Grants are one of the most sought after sources of funding, most obviously because the money doesn’t usually have to be paid back. Grants give business owners more freedom to prioritise other objectives, instead of worrying about paying back financiers.

Grant seekers should be prepared to put up some of their own money and they should definitely have a good business plan if they want to impress. Lots of different grants are available from lots of different operators. Those interested should check with the European Commission, the national government and local and regional bodies.


In an uncertain climate a lot of entrepreneurs are choosing to self-fund their enterprises to provide a little more protection. Although starting a business on a self-fund budget can be tough it is not impossible.

Shoestring budgets are not uncommon in certain sectors and, if there are signs of early success, it puts you in a good position to seek more traditional sorts of funding like bank loans.
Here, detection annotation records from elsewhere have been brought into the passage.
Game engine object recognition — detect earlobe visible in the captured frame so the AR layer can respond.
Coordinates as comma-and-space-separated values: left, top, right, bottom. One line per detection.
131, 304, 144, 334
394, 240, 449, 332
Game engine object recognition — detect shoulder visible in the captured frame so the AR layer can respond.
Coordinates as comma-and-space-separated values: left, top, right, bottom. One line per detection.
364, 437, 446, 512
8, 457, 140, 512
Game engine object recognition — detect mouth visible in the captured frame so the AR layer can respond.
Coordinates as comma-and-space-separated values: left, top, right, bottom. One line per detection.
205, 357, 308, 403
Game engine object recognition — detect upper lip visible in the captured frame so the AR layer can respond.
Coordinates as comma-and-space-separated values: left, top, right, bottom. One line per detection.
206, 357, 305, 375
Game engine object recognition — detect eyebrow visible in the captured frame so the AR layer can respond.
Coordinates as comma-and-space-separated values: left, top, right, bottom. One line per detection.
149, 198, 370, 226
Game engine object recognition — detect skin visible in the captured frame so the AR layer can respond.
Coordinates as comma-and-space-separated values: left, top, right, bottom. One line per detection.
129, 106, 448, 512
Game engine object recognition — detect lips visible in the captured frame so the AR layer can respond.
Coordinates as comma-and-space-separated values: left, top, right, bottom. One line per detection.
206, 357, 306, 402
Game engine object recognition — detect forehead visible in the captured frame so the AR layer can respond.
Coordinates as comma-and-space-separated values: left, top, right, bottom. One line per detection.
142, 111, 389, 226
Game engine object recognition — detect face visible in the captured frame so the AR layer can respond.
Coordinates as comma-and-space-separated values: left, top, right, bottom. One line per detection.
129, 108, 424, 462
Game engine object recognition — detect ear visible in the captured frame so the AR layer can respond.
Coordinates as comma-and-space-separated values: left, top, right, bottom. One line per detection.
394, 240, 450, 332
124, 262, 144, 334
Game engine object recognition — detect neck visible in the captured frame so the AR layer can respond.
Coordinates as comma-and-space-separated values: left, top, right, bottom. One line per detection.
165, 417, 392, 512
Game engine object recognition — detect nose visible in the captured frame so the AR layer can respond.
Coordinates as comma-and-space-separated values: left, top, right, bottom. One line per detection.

This is a popular funding pathway for entrepreneurs starting a second or third business venture, because existing businesses can be used to fill any funding gaps.


Crowdfunding, the practice of funding a project or venture by raising money from a large number of people over the internet, has exploded in the last few years and democratised both business ownership and investing.

Crowdfunding can be done in exchange for capital (selling a 0.5% stake of the business in exchange for a £500 donation, for example) or for gifts (trading a finished product for a small donation). It is a good way for businesses to raise capital without giving away too much equity or control. Crowdfunding schemes are getting more popular because there’s no big investor looking over your shoulder.